M3E: Mixture of Multi-scale Multi-modal Experts for Time Series Forecasting
摘要
Recent research has shown that large language model (LLM) can be effectively used for real-world time series forecasting due to their strong natural language understanding capabilities. However, these approaches face a fundamental challenge that LLM operate on discrete tokens, while time series data is continuous. Meanwhile, recent works leverage pre-trained visual masked autoencoders (visual MAE) to construct time series forecasting foundation models. Nevertheless, converting time series into images disrupts the critical temporal dependencies of time series. Additionally, it is intuitive that different sampling scale time series exhibit distinct patterns, where the microscopic information is reflected in the fine scale, while the macroscopic information is reflected in the coarse scale. Based on these observations, we first generate multi-scale time series through downsampling to capture diverse temporal patterns, then we design a novel dual-modality encoding framework for long-term time series forecasting, consisting of an LLM encoding branch for discrete semantic reasoning and a visual MAE encoding branch for continuous representation learning.
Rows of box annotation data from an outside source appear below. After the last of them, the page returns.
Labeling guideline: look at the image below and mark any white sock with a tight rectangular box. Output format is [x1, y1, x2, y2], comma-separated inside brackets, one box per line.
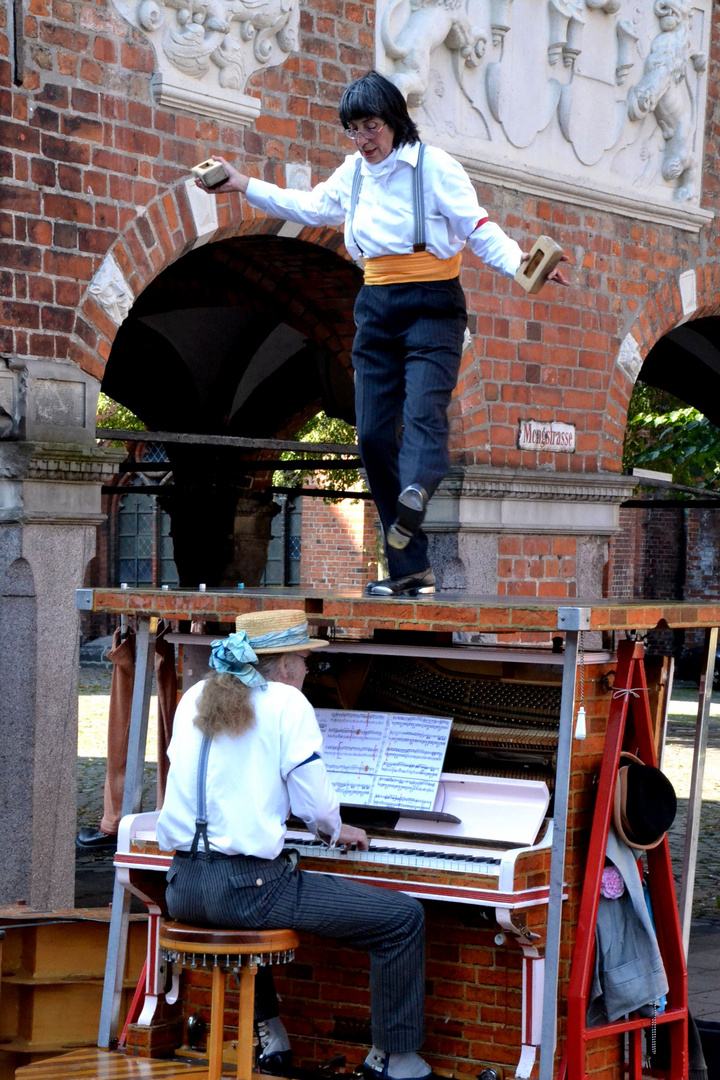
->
[365, 1047, 433, 1080]
[257, 1016, 290, 1057]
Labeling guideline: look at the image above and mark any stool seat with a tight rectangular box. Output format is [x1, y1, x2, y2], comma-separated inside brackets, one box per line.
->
[160, 922, 299, 956]
[160, 922, 299, 1080]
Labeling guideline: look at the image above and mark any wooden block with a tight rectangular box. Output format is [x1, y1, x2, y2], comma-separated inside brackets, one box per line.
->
[190, 158, 228, 191]
[515, 237, 562, 293]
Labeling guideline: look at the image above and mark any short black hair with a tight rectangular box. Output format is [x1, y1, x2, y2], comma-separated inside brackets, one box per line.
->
[339, 71, 420, 148]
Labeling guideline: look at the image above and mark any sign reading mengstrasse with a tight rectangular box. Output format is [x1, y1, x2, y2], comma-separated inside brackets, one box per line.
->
[517, 420, 575, 454]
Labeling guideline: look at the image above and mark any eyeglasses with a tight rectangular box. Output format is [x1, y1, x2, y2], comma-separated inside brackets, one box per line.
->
[344, 123, 386, 143]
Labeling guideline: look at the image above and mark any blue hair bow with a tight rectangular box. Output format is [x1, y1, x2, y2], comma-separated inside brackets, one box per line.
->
[209, 630, 268, 687]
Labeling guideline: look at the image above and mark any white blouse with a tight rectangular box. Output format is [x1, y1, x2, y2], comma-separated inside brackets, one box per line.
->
[158, 683, 341, 859]
[245, 143, 521, 278]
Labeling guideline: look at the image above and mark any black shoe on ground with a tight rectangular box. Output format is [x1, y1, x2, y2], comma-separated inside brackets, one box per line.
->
[255, 1016, 293, 1077]
[365, 567, 435, 596]
[388, 484, 427, 551]
[74, 825, 118, 851]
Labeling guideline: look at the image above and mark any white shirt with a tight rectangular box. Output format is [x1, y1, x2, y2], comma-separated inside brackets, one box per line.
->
[245, 143, 521, 278]
[158, 683, 341, 859]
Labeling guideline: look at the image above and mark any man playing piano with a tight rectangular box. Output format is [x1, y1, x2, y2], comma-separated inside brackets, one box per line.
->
[158, 610, 432, 1080]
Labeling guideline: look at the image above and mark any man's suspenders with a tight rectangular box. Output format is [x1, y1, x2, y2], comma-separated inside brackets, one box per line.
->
[349, 143, 426, 255]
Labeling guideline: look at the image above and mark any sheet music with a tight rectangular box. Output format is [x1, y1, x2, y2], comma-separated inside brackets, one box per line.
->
[315, 708, 452, 810]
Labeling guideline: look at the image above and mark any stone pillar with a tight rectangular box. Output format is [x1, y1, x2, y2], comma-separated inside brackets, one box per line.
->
[0, 361, 118, 910]
[425, 465, 637, 598]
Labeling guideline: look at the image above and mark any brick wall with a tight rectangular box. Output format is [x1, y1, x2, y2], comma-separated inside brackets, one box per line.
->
[0, 0, 720, 460]
[300, 499, 378, 588]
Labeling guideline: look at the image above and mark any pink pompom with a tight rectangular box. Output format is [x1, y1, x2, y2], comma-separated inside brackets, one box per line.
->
[600, 866, 625, 900]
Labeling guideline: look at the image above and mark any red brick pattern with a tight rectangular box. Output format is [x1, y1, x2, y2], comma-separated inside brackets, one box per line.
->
[498, 536, 578, 603]
[300, 499, 378, 588]
[0, 0, 720, 477]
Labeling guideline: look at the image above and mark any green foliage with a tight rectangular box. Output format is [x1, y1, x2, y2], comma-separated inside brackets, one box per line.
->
[273, 413, 361, 502]
[97, 393, 147, 431]
[623, 382, 720, 490]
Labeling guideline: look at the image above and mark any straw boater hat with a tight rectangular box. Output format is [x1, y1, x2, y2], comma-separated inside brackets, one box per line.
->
[613, 752, 678, 851]
[235, 609, 329, 657]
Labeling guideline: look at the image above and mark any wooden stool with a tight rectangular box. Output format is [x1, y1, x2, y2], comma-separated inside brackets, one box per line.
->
[160, 922, 298, 1080]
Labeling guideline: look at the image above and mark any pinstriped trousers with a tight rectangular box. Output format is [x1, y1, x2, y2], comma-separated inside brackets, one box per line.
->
[353, 278, 467, 578]
[166, 853, 425, 1053]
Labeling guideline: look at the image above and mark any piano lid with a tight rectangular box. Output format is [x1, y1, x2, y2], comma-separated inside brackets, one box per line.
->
[395, 772, 549, 848]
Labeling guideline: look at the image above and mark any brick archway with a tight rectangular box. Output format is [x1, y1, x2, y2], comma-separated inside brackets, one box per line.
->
[68, 181, 353, 381]
[602, 262, 720, 471]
To effectively leverage the complementary strengths of both LLM encoding branch and visual MAE encoding branch, we propose a mixture of multi-scale multi-modal experts (M3E) to fuse features from the LLM with features from the visual MAE. Furthermore, M3E adaptively selects key-scale features from multi-scale features from LLM and visual MAE respectively to reduce computational costs, and facilitates multi-scale features interaction, which enables the capture of both short-term details and long-term patterns. Extensive experiments on six real-world datasets demonstrate M3E is a powerful time series model, outperforming state-of-the-art methods.